Sono un professore ordinario in servizio presso la disgraziata università italiana e ho un'altra sfortuna, psicologicamente pesante, quella di aver fatto undici anni di permanenza all'estero e quello di essere tornato in Italia con una sindrome depressiva totale, perché in questo Paese tutto si può fare tranne che la ricerca scientifica.
Io sono un umanisti. Insegno storia delle istituzioni politiche. Io e la mia equipe di ricerca, ho 5 ricercatori, perdiamo quasi 3 mesi per organizzare un Prin (progetto di finanziamento nazionale), per vedere poi che questi non vengono mai rispettati, non sono mai produttivi. Sono due anni che io e la mia equipe di ricerca proponiamo un Prin internazionale per studiare le origini del conflitto magistratura-politica in Europa.
E’ un progetto che riguarda sicuramente il campo storico, storiografico, ma e' un progetto di grande attualità, perché riguarda un tema che ha avuto poi un grandissimo impatto. Sono due anni che i nostri valutatori del Prin dicono: questo progetto e' troppo attuale, quindi per degli storici non va bene.
I concorsi sono tipici della mentalità farisaica italiana.
Il concorso serve, ma per mettere in cattedra i somari, perché non c’è la responsabilità di chi lo mette in cattedra, e non nessun senso di responsabilità.
Come se ne esce? Si aboliscono i concorsi dice Strata. Però bisogna fare una cosa preventiva, e cioè bisogna abolire il titolo legale di studio.
Perché se non si abolisce, non si avrà mai un effetto a catena.
Quindi e' evidente che per differenziare il merito bisogna effettivamente procedere con sistemi di ingaggio e i sistemi di ingaggio non possono essere concorsuali.

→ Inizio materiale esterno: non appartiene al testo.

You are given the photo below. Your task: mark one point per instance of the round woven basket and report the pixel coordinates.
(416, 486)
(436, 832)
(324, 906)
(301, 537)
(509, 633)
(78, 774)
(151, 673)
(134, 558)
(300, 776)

Ma a monte di tutto questo c'e' la mentalità..
L'immondizia non sta nelle strade, sta nella testa delle persone e quella che sta per le strade non e' che una minima parte. E l'immondizia che sta nella testa delle persone e' notevole, possiamo fare tutte le regole che volete più regole facciamo e meno risultati avremo.
Delle regole ci vogliono e quindi e' necessario almeno farne poche, farle bene, farle chiare, fare poche regole e chiare e in questo modo avere la capacità almeno di farle rispettare.